Here's a tricky one, because the denominator is missing.

At the beginning of a health study, we have 20% heavy smokers, 30% light smokers, 50% non-smokers. Light smokers were twice as likely to die as non-smokers, and half as likely to die as smokers.

A random participant dies. What's the probability they were a heavy smoker?

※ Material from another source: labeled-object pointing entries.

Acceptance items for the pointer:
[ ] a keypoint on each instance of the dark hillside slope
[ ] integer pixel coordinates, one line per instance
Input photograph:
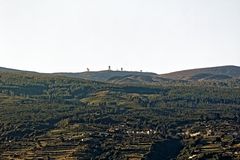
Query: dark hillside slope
(212, 73)
(105, 75)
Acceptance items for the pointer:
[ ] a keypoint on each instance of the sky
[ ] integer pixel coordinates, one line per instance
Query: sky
(151, 35)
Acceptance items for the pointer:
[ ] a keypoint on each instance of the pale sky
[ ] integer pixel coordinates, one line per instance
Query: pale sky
(150, 35)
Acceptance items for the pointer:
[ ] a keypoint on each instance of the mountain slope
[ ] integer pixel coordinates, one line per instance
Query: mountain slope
(212, 73)
(138, 79)
(105, 75)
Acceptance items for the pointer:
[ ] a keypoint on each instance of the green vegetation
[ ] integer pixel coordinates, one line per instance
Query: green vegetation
(55, 117)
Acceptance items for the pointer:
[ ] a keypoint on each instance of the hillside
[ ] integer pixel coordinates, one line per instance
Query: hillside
(138, 79)
(46, 116)
(212, 73)
(105, 75)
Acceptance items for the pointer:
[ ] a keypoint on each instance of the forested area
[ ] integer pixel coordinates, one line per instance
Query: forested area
(53, 117)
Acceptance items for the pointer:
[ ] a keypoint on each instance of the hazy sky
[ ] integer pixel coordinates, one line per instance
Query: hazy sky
(152, 35)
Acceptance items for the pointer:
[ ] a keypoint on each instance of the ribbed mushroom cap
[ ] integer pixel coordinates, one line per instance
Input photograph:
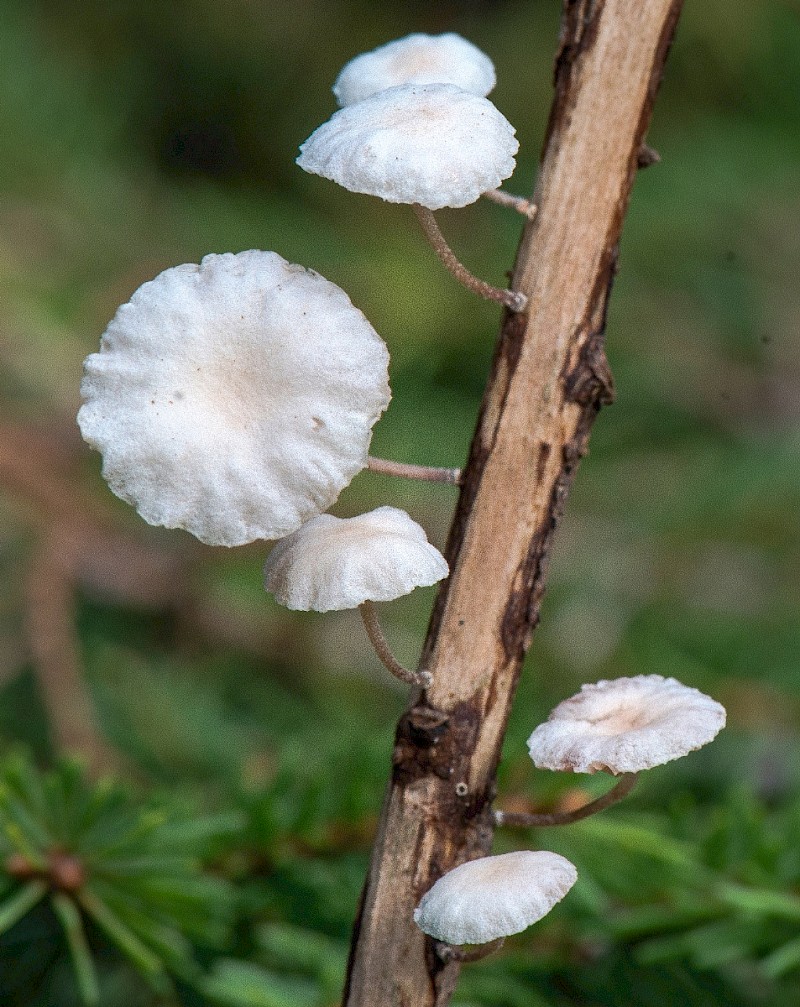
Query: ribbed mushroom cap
(495, 896)
(432, 144)
(417, 58)
(234, 399)
(626, 725)
(334, 563)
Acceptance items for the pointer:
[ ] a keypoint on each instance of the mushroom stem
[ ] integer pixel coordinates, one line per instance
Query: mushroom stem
(379, 641)
(513, 299)
(525, 206)
(449, 953)
(622, 789)
(408, 470)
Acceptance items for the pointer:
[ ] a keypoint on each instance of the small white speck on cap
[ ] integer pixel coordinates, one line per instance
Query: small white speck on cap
(234, 399)
(495, 896)
(433, 144)
(626, 725)
(335, 563)
(417, 58)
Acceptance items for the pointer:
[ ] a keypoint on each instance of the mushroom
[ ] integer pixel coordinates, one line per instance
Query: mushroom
(417, 58)
(626, 725)
(493, 897)
(429, 145)
(621, 726)
(234, 399)
(335, 563)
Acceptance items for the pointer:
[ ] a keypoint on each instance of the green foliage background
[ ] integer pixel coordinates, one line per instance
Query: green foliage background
(139, 135)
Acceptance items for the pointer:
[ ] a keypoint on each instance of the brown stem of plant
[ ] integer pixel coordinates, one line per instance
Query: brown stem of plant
(408, 470)
(382, 649)
(624, 786)
(548, 381)
(518, 202)
(513, 299)
(449, 953)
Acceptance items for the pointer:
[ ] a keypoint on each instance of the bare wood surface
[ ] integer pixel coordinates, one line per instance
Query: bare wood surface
(549, 379)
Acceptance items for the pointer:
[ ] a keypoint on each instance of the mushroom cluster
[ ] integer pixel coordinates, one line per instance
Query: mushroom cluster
(415, 127)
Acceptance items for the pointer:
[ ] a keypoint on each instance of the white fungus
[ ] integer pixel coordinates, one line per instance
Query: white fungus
(494, 897)
(234, 399)
(626, 725)
(335, 563)
(434, 144)
(417, 58)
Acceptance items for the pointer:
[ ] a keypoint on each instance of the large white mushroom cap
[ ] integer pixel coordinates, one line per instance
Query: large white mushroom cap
(417, 58)
(494, 897)
(626, 725)
(334, 563)
(234, 399)
(432, 144)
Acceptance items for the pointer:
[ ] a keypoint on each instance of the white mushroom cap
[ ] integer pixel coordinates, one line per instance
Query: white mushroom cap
(431, 144)
(495, 896)
(417, 58)
(335, 563)
(234, 399)
(626, 725)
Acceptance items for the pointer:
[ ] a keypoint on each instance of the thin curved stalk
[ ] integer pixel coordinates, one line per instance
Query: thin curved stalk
(450, 953)
(513, 299)
(525, 206)
(624, 786)
(382, 649)
(408, 470)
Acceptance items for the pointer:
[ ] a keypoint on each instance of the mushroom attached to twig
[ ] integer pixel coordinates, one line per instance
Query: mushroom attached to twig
(429, 145)
(621, 726)
(491, 898)
(417, 58)
(331, 564)
(235, 399)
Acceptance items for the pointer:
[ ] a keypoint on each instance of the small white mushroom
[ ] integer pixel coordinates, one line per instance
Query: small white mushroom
(494, 897)
(435, 145)
(335, 563)
(234, 399)
(428, 145)
(626, 725)
(417, 58)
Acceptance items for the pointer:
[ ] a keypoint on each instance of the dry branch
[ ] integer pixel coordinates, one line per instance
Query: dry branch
(548, 381)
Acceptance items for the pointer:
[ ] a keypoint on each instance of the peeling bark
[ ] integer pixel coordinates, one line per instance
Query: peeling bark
(549, 379)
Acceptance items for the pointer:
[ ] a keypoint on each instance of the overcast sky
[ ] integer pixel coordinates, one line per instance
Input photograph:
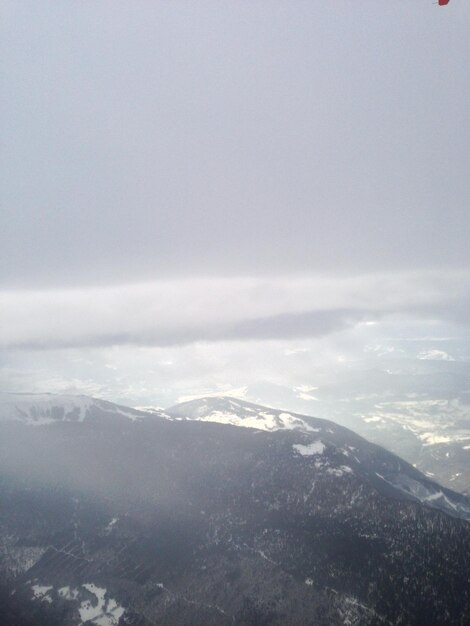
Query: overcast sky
(217, 178)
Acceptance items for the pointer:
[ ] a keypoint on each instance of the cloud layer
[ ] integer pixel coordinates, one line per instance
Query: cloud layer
(169, 313)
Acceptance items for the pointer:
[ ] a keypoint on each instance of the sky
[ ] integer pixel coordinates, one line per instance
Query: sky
(196, 195)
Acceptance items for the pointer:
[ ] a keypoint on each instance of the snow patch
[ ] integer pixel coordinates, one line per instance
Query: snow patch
(317, 447)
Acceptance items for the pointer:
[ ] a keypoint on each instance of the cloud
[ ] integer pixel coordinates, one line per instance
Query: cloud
(179, 312)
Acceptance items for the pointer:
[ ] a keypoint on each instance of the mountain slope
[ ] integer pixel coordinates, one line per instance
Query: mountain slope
(38, 409)
(162, 522)
(373, 462)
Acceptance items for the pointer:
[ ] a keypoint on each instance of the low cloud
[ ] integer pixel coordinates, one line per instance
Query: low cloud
(179, 312)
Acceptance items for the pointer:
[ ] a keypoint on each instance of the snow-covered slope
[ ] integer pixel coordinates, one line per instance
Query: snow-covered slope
(38, 409)
(335, 449)
(226, 410)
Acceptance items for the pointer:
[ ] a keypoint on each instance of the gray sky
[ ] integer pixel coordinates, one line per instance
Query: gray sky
(184, 172)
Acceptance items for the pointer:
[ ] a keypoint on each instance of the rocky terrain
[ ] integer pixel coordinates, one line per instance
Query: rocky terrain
(116, 517)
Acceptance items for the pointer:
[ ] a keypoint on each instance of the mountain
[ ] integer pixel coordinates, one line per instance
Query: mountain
(109, 520)
(372, 461)
(416, 408)
(38, 409)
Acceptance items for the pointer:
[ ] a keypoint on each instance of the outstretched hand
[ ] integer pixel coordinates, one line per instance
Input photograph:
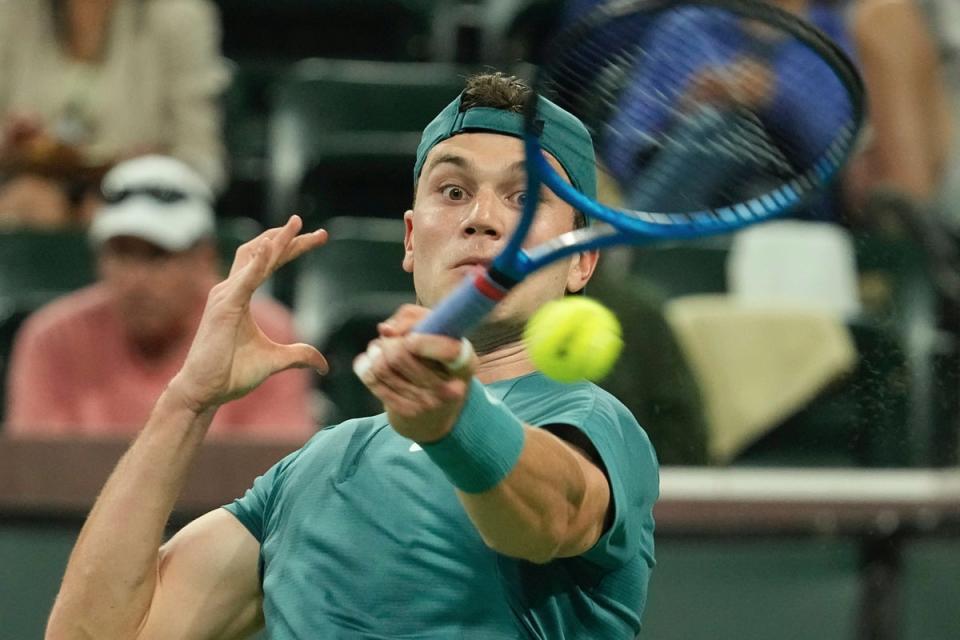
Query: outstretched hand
(230, 355)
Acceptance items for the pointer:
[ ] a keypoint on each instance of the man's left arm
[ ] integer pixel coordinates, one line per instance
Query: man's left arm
(554, 503)
(530, 493)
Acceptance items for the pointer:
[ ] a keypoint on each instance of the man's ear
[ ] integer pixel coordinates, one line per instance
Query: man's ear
(408, 241)
(582, 266)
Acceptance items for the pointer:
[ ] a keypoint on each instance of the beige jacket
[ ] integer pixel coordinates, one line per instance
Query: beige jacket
(158, 86)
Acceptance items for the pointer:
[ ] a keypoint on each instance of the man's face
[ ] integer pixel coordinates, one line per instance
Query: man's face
(156, 292)
(468, 201)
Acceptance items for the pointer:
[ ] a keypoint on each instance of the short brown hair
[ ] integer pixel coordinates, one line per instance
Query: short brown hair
(497, 90)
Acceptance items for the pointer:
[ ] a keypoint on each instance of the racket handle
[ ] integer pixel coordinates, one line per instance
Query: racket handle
(464, 308)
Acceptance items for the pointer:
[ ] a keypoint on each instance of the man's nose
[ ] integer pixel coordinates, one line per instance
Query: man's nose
(486, 215)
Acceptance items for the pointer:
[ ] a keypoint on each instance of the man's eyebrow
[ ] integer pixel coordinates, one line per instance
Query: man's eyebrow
(520, 166)
(449, 158)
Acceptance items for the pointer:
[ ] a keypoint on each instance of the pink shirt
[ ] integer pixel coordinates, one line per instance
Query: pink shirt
(72, 372)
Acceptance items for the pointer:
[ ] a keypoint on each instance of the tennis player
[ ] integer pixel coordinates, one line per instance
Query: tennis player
(487, 501)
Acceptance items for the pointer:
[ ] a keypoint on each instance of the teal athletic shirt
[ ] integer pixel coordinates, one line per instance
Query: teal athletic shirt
(362, 536)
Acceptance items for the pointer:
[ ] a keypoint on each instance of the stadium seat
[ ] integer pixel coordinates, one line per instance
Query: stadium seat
(343, 135)
(685, 268)
(246, 107)
(753, 589)
(342, 291)
(36, 267)
(883, 415)
(293, 29)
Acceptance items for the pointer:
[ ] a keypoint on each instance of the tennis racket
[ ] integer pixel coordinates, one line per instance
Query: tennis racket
(706, 116)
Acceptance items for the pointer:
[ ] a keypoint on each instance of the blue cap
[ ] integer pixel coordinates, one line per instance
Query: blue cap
(562, 135)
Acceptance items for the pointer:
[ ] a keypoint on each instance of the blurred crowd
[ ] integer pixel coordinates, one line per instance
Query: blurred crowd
(144, 124)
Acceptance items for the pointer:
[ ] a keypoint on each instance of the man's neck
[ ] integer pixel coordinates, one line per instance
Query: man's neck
(500, 349)
(508, 361)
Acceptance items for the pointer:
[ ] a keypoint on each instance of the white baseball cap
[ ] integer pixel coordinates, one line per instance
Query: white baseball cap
(155, 198)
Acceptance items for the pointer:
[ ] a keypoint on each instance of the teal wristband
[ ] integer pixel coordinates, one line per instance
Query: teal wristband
(483, 446)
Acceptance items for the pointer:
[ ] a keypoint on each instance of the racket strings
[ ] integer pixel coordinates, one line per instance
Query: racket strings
(703, 114)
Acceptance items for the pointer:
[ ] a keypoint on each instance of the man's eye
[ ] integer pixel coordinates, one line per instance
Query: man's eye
(453, 192)
(519, 198)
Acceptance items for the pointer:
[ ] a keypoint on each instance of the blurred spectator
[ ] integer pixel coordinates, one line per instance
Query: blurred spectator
(94, 361)
(908, 144)
(944, 18)
(87, 83)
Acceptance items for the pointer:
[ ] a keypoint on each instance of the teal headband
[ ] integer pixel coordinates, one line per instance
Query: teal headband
(563, 136)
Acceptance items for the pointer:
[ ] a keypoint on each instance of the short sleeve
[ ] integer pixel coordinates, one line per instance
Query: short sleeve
(632, 469)
(253, 508)
(624, 449)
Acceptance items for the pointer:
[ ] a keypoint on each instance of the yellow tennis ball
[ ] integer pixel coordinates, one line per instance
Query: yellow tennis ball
(573, 338)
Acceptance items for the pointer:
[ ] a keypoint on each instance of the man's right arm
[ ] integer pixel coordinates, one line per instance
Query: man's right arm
(119, 582)
(202, 584)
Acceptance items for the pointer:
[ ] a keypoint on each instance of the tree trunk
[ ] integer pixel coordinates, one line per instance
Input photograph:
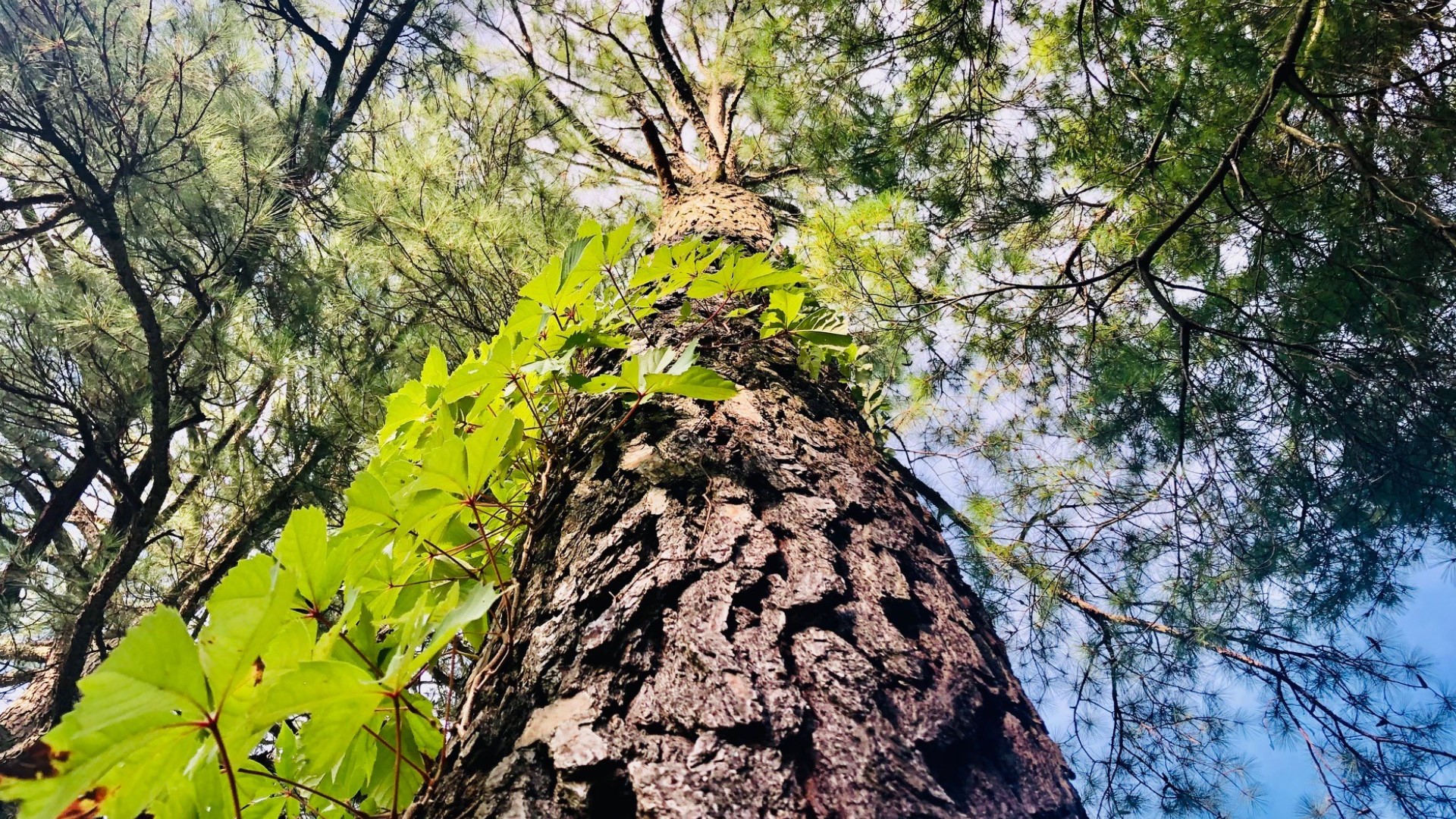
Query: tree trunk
(740, 610)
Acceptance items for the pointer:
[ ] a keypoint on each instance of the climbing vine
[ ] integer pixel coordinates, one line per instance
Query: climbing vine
(325, 676)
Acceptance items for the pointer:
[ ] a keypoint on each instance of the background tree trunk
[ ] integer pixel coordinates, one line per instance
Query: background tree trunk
(740, 610)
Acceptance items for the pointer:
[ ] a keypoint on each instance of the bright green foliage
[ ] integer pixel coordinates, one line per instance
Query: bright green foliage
(321, 656)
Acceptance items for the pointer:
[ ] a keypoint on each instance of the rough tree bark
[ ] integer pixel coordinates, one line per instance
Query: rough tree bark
(742, 610)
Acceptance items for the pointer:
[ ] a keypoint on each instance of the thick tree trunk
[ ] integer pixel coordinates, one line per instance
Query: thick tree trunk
(740, 610)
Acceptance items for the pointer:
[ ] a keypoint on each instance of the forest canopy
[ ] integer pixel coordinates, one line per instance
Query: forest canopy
(1153, 300)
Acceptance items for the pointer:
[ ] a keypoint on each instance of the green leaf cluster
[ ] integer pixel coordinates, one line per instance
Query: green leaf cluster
(312, 689)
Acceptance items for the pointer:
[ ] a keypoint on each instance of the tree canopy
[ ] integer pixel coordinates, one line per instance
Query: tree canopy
(1153, 297)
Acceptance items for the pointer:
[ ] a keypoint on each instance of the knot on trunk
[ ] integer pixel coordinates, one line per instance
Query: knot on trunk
(717, 210)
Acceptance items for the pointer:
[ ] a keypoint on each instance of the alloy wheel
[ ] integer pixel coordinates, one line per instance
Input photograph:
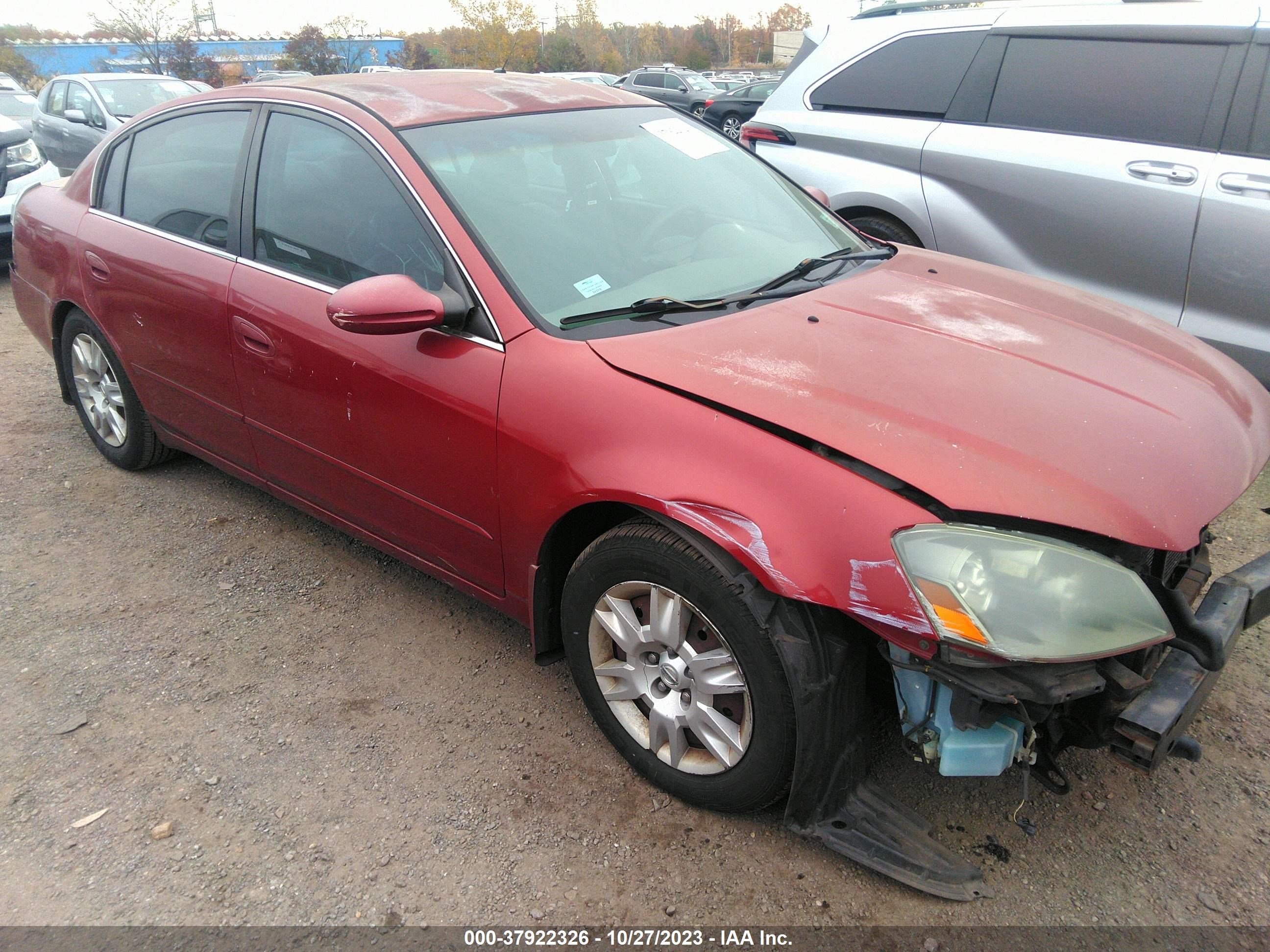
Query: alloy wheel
(98, 390)
(671, 678)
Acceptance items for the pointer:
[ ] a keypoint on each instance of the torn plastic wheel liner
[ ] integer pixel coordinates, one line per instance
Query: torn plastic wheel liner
(831, 799)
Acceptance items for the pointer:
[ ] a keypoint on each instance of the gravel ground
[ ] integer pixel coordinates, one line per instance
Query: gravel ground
(336, 739)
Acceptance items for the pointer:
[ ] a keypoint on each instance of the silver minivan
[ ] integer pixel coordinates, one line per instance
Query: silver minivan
(1119, 147)
(74, 113)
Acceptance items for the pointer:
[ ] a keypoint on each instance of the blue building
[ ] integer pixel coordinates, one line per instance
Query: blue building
(252, 54)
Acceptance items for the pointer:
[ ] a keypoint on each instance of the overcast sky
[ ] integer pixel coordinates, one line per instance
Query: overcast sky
(252, 17)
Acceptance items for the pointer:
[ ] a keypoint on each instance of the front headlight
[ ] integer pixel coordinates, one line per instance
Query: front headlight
(1026, 598)
(22, 159)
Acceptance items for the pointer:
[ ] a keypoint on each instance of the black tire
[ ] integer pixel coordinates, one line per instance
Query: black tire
(649, 552)
(885, 228)
(142, 447)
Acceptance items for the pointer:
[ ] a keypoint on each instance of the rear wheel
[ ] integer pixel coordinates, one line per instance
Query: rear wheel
(104, 399)
(885, 228)
(677, 672)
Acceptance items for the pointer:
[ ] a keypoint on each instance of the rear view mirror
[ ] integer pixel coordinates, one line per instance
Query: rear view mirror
(389, 304)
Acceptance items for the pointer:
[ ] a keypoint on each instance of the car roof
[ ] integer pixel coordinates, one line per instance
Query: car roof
(404, 99)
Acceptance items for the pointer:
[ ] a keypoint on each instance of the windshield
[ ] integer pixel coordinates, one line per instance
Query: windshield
(596, 209)
(126, 98)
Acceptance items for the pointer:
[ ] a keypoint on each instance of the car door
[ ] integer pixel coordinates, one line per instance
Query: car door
(79, 139)
(1082, 158)
(48, 123)
(1230, 269)
(157, 253)
(393, 434)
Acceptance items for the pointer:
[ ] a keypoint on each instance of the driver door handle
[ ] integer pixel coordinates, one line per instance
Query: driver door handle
(1172, 173)
(252, 337)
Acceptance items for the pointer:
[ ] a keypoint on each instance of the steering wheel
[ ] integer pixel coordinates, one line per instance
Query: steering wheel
(690, 215)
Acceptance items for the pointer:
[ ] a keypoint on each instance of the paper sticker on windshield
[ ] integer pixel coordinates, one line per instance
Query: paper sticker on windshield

The conditional probabilities that a participant dies are in the ratio 1:2:4, with an unknown denominator. I feel like I should be able to say

$$ \begin{aligned} P(\text{died} | \text{heavy}) &= \frac{4}{1+2+4+\text{survived}} \\ P(\text{died}) &= \frac{1+2+4}{1+2+4+\text{survived}} \\ \frac{P(\text{died}|\text{heavy})}{P(\text{died})} &= \frac{4}{7} \end{aligned} $$

Then Bayes' rule should give $$ \begin{aligned} P(\text{heavy}|\text{died}) &= \frac{P(\text{died}|\text{heavy})}{P(\text{died})} ⋅ P(\text{heavy}) \\ &= \frac{4}{7} \times 20\% = 11\%. \end{aligned} $$ But that logic doesn't give me probabilities that add to unity: $$ \begin{aligned} P(\text{heavy}|\text{died}) + P(\text{light}|\text{died}) + P(\text{non}|\text{died}) &= \frac17\times \left( 4⋅20\% + 2⋅30\% + 1⋅50\% \right) = 27\% \end{aligned} $$

If I normalize by this expression, I get the value from the answer key: $$ \begin{aligned} \frac{\frac{4}{7} \times 20\%}{\frac17\times \left( 4⋅20\% + 2⋅30\% + 1⋅50\% \right)} &= 42.1\% \end{aligned} $$

because, silly man, I should have done $$ \begin{aligned} P(\text{died} | \text{heavy}) &= \frac{4}{z} \\ P(\text{died}) &= \frac{1⋅20\%+2⋅30\%+4⋅50\%}{z} \\ \end{aligned} $$

Undone problems

I did a boatload of these problems, because I tend to get mixed up about them. In particular I did the first forty-six, and from sixty-two to the end. If I come back to this chapter later, that's where I'll pick up.